The success of these schools and programs does not diminish HCZ's work. Rather, they are alternative models that often deliver similar gains for far less money, going to the heart of the challenge in designing new responses to poverty. Does urban poverty have a single cure? Or do different models, with unique approaches, have their place? And are great schools enough to tackle poverty, or do neighborhoods need a broader array of resources? The two strands of HCZ—its social programs and its schools—are supposed to work together to transform central Harlem. But while state testing data and other statistics—about attendance, poverty, spending and the like—are accessible for the Promise Academy charter schools, HCZ's broader social programs, which were the founding purpose of the Zone, are far more difficult to assess objectively. Although some are 15 years old, the impact of these programs is obscured by immaturity: The data are not yet comprehensive or ripe enough to demonstrate conclusively that the pipeline actually works, or that the 65 percent critical mass that Canada identifies as the tipping point to positive "contamination" has been reached in any meaningful way.

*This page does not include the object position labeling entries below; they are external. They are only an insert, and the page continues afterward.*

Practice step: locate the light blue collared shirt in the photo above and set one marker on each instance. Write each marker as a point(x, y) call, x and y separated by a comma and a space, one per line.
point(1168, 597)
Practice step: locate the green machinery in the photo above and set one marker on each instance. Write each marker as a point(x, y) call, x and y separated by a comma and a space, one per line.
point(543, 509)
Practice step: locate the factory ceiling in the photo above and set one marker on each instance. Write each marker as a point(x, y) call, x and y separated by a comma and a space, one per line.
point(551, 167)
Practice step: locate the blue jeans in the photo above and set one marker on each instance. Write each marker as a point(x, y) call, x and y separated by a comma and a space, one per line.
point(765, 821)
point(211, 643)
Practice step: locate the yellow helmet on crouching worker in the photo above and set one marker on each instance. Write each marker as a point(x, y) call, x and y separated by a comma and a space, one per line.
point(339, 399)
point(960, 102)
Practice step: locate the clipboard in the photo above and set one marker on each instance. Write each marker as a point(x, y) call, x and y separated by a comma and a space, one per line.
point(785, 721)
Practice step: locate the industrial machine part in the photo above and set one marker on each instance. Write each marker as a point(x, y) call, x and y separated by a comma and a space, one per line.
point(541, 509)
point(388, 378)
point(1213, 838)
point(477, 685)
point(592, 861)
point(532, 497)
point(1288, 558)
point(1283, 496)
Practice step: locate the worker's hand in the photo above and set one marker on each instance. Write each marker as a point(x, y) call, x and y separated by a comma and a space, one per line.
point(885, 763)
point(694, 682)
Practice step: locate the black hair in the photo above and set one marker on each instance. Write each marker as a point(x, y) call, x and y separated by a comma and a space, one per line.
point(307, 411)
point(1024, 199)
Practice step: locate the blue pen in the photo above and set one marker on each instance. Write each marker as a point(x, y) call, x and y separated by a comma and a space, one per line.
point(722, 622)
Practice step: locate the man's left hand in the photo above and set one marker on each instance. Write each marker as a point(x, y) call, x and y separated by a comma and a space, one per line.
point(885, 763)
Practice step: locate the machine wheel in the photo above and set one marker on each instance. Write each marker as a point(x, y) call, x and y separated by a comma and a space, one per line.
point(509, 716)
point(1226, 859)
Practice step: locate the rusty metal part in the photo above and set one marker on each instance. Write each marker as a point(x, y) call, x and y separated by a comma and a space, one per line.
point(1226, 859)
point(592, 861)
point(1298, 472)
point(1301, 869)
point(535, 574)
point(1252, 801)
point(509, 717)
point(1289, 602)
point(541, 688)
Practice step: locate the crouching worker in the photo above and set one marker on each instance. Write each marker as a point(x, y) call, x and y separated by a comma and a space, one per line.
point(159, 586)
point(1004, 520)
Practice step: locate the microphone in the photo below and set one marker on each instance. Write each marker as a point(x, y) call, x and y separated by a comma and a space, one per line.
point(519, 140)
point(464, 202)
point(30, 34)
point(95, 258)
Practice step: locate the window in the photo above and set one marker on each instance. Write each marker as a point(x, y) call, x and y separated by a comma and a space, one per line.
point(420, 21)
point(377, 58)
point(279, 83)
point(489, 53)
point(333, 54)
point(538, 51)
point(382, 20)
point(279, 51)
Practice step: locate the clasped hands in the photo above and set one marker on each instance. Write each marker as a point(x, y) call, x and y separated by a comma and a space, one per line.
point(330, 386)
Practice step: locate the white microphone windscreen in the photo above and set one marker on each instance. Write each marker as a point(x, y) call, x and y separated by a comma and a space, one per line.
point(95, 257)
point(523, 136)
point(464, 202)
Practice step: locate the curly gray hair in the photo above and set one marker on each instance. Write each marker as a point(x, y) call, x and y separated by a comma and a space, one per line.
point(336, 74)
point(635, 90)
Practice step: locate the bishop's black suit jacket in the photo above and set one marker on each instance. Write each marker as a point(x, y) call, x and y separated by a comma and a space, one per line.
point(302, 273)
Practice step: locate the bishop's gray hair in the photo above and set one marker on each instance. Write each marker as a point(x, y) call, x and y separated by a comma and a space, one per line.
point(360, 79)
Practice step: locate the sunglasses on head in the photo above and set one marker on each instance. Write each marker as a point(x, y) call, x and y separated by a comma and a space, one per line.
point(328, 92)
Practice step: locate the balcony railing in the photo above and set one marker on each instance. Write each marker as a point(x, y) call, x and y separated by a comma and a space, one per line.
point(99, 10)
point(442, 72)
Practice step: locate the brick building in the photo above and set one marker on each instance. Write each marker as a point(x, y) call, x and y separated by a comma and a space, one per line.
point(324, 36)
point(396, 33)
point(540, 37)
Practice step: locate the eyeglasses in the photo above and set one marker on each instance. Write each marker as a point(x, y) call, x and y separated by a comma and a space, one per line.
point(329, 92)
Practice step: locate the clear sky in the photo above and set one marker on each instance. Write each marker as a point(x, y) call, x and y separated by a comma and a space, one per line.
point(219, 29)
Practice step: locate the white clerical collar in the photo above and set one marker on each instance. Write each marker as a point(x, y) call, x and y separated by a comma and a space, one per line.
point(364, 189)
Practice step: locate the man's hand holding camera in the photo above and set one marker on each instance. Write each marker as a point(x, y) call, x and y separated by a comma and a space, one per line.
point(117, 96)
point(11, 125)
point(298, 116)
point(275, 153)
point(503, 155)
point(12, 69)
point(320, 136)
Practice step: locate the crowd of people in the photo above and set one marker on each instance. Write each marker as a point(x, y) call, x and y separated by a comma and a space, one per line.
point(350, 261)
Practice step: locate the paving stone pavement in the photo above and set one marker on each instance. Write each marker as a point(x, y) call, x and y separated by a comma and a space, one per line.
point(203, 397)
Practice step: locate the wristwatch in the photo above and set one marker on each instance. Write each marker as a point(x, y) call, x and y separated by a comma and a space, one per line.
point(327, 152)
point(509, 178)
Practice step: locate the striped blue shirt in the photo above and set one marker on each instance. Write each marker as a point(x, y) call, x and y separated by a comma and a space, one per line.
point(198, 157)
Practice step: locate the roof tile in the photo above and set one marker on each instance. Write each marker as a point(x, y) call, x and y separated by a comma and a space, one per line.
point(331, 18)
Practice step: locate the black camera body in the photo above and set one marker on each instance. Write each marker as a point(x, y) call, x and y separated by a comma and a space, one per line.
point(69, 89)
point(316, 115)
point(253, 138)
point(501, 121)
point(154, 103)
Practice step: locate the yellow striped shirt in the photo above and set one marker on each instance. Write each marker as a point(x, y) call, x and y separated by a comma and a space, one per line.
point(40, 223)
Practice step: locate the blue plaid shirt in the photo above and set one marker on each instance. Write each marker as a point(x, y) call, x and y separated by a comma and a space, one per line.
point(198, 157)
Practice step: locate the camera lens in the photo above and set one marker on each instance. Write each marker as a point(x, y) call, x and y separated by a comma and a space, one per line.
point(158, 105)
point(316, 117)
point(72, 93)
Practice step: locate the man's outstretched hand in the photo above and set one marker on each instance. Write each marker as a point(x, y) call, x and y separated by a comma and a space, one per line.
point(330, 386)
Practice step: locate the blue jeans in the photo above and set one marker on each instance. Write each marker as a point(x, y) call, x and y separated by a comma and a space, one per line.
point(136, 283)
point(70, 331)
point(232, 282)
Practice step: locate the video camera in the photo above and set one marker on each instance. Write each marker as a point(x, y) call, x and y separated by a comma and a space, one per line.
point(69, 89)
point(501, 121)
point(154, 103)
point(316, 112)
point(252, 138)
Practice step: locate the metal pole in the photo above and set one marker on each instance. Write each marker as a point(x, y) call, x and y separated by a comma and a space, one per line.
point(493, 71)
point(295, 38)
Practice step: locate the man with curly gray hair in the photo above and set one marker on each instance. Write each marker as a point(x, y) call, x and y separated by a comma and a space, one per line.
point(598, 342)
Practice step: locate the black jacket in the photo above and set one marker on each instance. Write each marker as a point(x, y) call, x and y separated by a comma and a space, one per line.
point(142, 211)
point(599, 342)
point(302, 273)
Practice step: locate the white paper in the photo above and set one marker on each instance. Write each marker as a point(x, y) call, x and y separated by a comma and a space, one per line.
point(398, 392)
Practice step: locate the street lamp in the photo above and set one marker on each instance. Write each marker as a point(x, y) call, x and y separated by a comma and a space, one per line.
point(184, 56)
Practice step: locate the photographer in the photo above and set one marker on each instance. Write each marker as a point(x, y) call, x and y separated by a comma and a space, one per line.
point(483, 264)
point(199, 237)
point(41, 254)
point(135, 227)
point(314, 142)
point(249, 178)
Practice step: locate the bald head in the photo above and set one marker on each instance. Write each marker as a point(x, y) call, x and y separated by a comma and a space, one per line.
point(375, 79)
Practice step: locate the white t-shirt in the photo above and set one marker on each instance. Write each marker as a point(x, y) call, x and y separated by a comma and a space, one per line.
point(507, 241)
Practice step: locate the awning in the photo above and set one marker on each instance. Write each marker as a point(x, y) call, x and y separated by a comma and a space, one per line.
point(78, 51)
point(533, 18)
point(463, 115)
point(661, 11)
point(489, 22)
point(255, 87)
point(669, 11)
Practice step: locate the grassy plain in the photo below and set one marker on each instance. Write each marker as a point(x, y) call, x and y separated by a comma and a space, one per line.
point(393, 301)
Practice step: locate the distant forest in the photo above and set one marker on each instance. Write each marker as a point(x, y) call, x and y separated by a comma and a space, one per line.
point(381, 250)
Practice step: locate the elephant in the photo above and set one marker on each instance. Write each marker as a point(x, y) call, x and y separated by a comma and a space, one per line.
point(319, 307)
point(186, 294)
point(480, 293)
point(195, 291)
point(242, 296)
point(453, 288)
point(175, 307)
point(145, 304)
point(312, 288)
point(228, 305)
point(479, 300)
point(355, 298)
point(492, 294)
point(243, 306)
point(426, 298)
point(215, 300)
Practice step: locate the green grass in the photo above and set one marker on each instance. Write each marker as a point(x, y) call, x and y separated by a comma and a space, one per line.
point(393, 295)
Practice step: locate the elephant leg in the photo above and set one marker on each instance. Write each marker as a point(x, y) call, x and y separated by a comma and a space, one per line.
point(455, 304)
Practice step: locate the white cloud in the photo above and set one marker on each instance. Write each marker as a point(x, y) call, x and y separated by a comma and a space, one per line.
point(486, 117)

While Canada says publicly, "We've been really successful with teen pregnancy," independent verification is impossible. Births to teenage mothers are down slightly in the community district containing most of the Zone, but they have fallen in adjoining neighborhoods as well, and the causes cannot be discerned. Employment data show little change in the HCZ era; at least one HCZ job-training program fizzled and was shuttered when it didn't reach its intended targets. After two years, "the young people we designed the jobs program for were not coming in. The program was a failure. We closed the program. It just simply did not work," Canada said at the public gathering in November in Springfield. He added, "We are probably the biggest youth employer in Harlem," but no public data exist to support—or refute—his claim. The 2010 census might provide more accurate insights about birth rate and family structures, despite concerns about data-gathering and incomplete counting in poor communities. But current hard data are lacking, says Lisbeth Schorr, of the Washington-based Center for the Study of Social Policy and a lecturer in social medicine at Harvard. "What Geoffrey Canada has accomplished is to give people a reason to believe that you can put a lot of things that have worked separately together and produce better outcomes. He doesn't have the data to show that. It's an inspiration," Schorr says. "The fact that they don't have a lot of hard results hasn't kept people from being inspired by it. He's been so successful at convincing people it can be done that there's no challenge for hard data."